Internal champions are well-equipped to navigate these challenges. In addition to their familiarity with the organization, they can help establish credibility for the cause. (See examples here and here). For example, a water district manager in California, through personal endorsement and advocacy, helped bring partners together to engage in the California Data Collaborative, a state-wide system among multiple districts to monitor water supply and demand.
Strike while the iron is hot. Aligning new initiatives with external factors can contribute to their success. New laws or policies can create the right preconditions for data-sharing and incentivize partners to work together. For example, in Hong Kong, a government policy change towards intermodality in transportation encouraged partners who were previously reluctant to share data for commercial reasons to come together to create a Data Trust to share transport data.

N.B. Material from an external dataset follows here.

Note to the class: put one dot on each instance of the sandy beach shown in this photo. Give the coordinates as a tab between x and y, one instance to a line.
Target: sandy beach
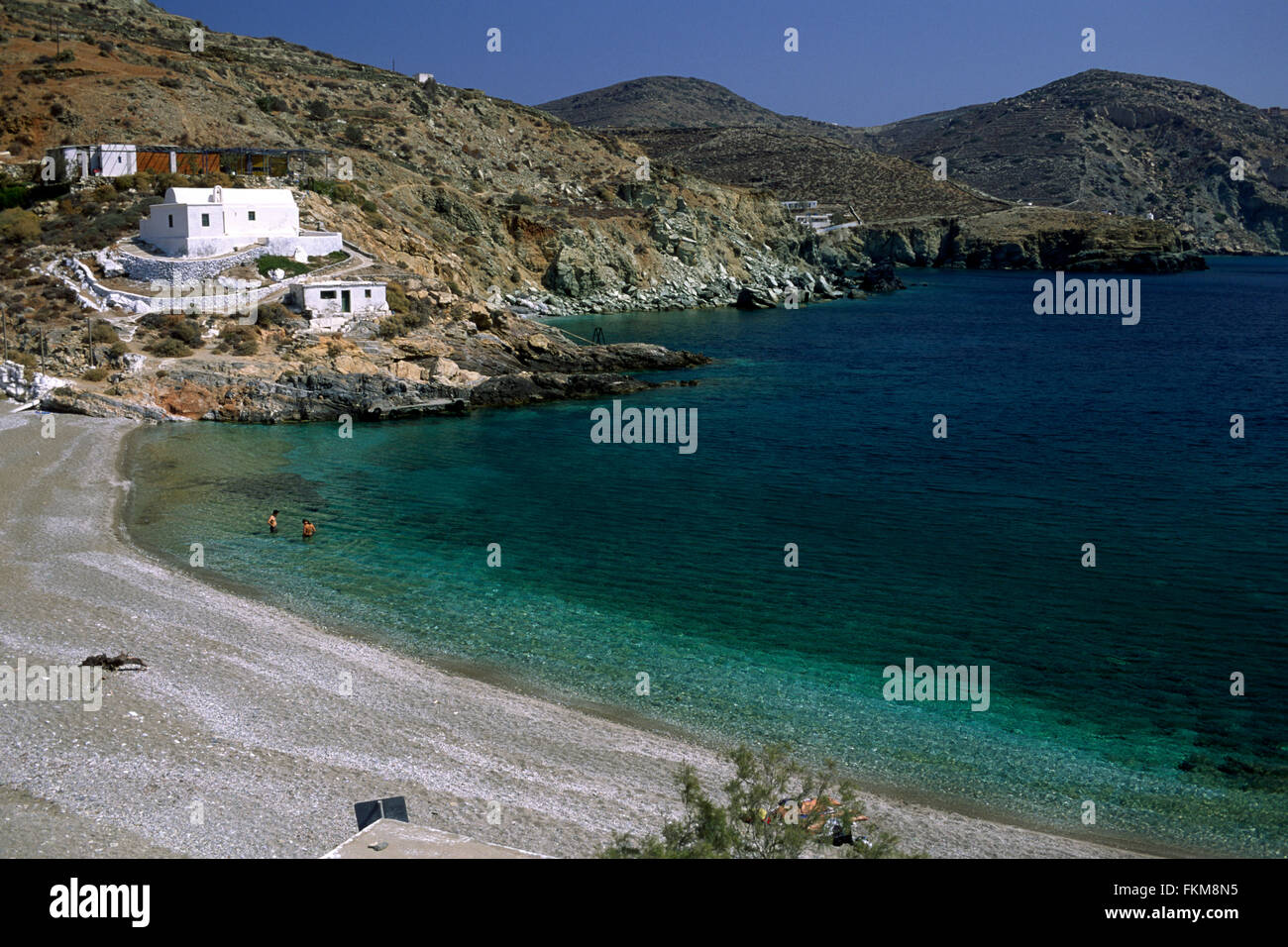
237	740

Use frameworks to encourage transparency and trust. Some partnerships adopt legal or other frameworks to govern the sharing, processing, storage and handling of data. This can help build trust as it defines the expected behavior of each partner, and substantially reduces the risk of misunderstanding.
For example, a contract details every aspect of the data-sharing process, with clearly outlined responsibilities for each of the involved parties. It delineates the permissible uses and access restriction of the data and clarifies ownership of the data goods produced from sharing. This structure aims to bring transparency to the functioning of the initiative and lets partners know how their data will be handled. More detailed data-sharing agreements are needed when commercially valuable or sensitive data is involved.
Most data partnerships walk a fine line between control and flexibility within the operations of the initiative, often influenced by the nature of data shared, the purpose of data-sharing, and prior engagement between partners. Trust, though, is a precondition for any data sharing partnership—regardless of the initiative’s objectives, context, or stakeholders. Working intentionally to foster trust can be the difference between a successful partnership and one that fails. I hope this research inspires conversations within data sharing partnerships about ways to establish trust that open the door for more data sharing for public good.